The short answer is that it’s unclear, although at least one case has suggested that illegal graffiti might not be eligible to receive copyright protection.1Villa v Pearson Education
For a fuller answer, let’s start with some basics. Generally, a person who creates any sort of creative work automatically gets certain rights to that work under Copyright law (see our Guide to Copyright Law). Essentially it means that other people or companies can’t copy or use part or all of the work without permission from the original creator. And often, but not always, the creator expects payment in exchange for permission to use the work.
As for street art in particular, it’s pretty clear that copyright law generally applies, at least to work created on property with the property owner’s permission.2Villa v Pearson Education But so far, none of lawsuits involving illegal street art have made it to a final decision.
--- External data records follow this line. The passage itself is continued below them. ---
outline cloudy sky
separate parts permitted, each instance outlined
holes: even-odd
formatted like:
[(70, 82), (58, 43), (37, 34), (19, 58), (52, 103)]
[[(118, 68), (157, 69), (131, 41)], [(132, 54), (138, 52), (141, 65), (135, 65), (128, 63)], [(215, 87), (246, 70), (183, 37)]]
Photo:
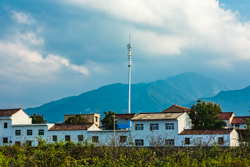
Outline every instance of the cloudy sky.
[(0, 1), (0, 108), (196, 72), (250, 84), (249, 0)]

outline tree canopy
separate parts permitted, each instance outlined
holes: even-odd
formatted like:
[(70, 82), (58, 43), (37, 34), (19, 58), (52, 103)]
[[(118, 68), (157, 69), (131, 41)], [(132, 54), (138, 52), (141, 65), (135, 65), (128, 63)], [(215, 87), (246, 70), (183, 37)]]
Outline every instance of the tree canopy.
[[(109, 111), (109, 112), (104, 112), (105, 116), (102, 119), (102, 126), (104, 126), (104, 129), (114, 129), (114, 116), (115, 112)], [(115, 118), (115, 129), (117, 129), (117, 120)]]
[(43, 115), (39, 115), (36, 113), (33, 113), (30, 118), (32, 118), (32, 124), (43, 124), (47, 122), (47, 120), (43, 118)]
[(191, 106), (189, 114), (193, 129), (221, 129), (225, 123), (217, 116), (221, 112), (220, 104), (198, 99), (197, 103)]
[(81, 115), (75, 115), (72, 117), (69, 117), (65, 123), (69, 124), (76, 124), (76, 123), (87, 123), (87, 119), (82, 117)]

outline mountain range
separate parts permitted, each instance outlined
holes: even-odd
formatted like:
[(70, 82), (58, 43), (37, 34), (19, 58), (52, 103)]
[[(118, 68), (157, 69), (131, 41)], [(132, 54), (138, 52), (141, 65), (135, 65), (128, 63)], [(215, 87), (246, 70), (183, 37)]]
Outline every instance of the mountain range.
[[(220, 100), (227, 96), (226, 92), (233, 92), (227, 90), (230, 88), (224, 83), (193, 72), (150, 83), (132, 84), (131, 112), (161, 112), (174, 103), (190, 107), (198, 98), (214, 96), (215, 99), (210, 100)], [(218, 96), (220, 94), (222, 95)], [(229, 99), (226, 101), (229, 102)], [(63, 121), (64, 114), (99, 113), (103, 116), (104, 111), (110, 110), (116, 113), (127, 113), (127, 108), (128, 85), (116, 83), (82, 93), (79, 96), (66, 97), (39, 107), (28, 108), (25, 111), (29, 115), (33, 113), (44, 115), (48, 122), (53, 123)], [(231, 111), (231, 108), (229, 110)]]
They all appear to have resulted in undisclosed settlements, with the companies probably paying off the artists to keep the disputes out of the spotlight.
While settlements might make the disputing parties happy (or maybe not), they are annoying for those of us who just want answers to these legal questions. But that’s how our legal system works: actually about 95% of cases settle before a trial even starts.
So until we get a case that allows a court to rule on this issue, we just won’t know for sure whether illegal graffiti art gets any rights. We’ll keep you posted.